As the waning days ran down for Chiefs general manager John Dorsey to sign Berry to a long-term deal, he undoubtedly turned his sights to other players he could–and wanted to–lock up with contract extensions. I truly think moving through last season, Fisher was probably towards the bottom of that list, but when you take into account he took a position change in stride–Reid moved him to right tackle to begin the season–and then reclaimed his original position while owning the reigning Defensive Player of the Year in the process, it only makes sense that locking Eric Fisher up to a long-term deal made perfect sense.
Further, the deal was extremely team friendly in that it shaved roughly $3 million from the Chiefs’ overall cap number for the 2016 season. That’s a huge move, considering they were sitting with just a hair over $1 million in space prior to the signing of Fisher. That cap hit is due in large part to Berry and the Chiefs not coming to terms with a deal, which makes Berry’s cap hit almost $11 million for the season–all guaranteed.
The other major point is signing Fisher to a contract is it brings significant continuity to the Chiefs offensive line. In case you missed it, and I doubt you did, the Chiefs brought in huge free agent acquisition Mitchell Schwartz this offseason to anchor the right side of the line for the next five years. Additionally, center Mitch Morse is only in his second year of a four-year rookie deal. That means with this signing, three-fifths–and perhaps the most important pieces–of the Chiefs’ O-line is now cemented in stone–and ink–for at least the next three years. For everyone who has been screaming for stability along the front five, this should bring a serious sigh of relief.
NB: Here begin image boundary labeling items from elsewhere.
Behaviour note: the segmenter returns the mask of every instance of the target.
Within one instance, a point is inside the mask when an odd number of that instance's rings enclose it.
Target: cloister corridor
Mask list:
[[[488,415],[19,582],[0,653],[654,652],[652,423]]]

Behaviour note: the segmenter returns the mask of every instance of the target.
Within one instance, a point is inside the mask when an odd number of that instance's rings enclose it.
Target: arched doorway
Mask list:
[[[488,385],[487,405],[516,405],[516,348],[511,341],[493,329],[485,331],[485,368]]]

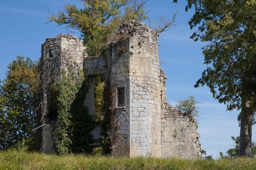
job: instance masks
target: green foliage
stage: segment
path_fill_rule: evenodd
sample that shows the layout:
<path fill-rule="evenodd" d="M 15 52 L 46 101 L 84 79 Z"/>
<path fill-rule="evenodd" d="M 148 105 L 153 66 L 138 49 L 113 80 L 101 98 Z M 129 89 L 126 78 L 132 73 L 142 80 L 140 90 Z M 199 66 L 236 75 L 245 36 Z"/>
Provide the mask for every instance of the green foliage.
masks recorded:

Breaking down the details of Fisher’s contract, it’s easy to see why the Chiefs made this deal. They still have to look towards signing defensive tackle Dontari Poe next season–who won’t come cheap–and still look towards signing Berry next offseason.
Told structure of Eric Fisher deal will help with cap & cash in hammering out Poe contract, team’s top looming priority…yes over Berry.
— Benjamin Allbright (@AllbrightNFL) July 30, 2016
While on the surface, it may appear that Fisher’s signing trumped that of Berry’s, the bottom line is, one has absolutely nothing to do with the other. If anything, signing Fisher only opened the door for Berry to return to the field next season wearing red and yellow.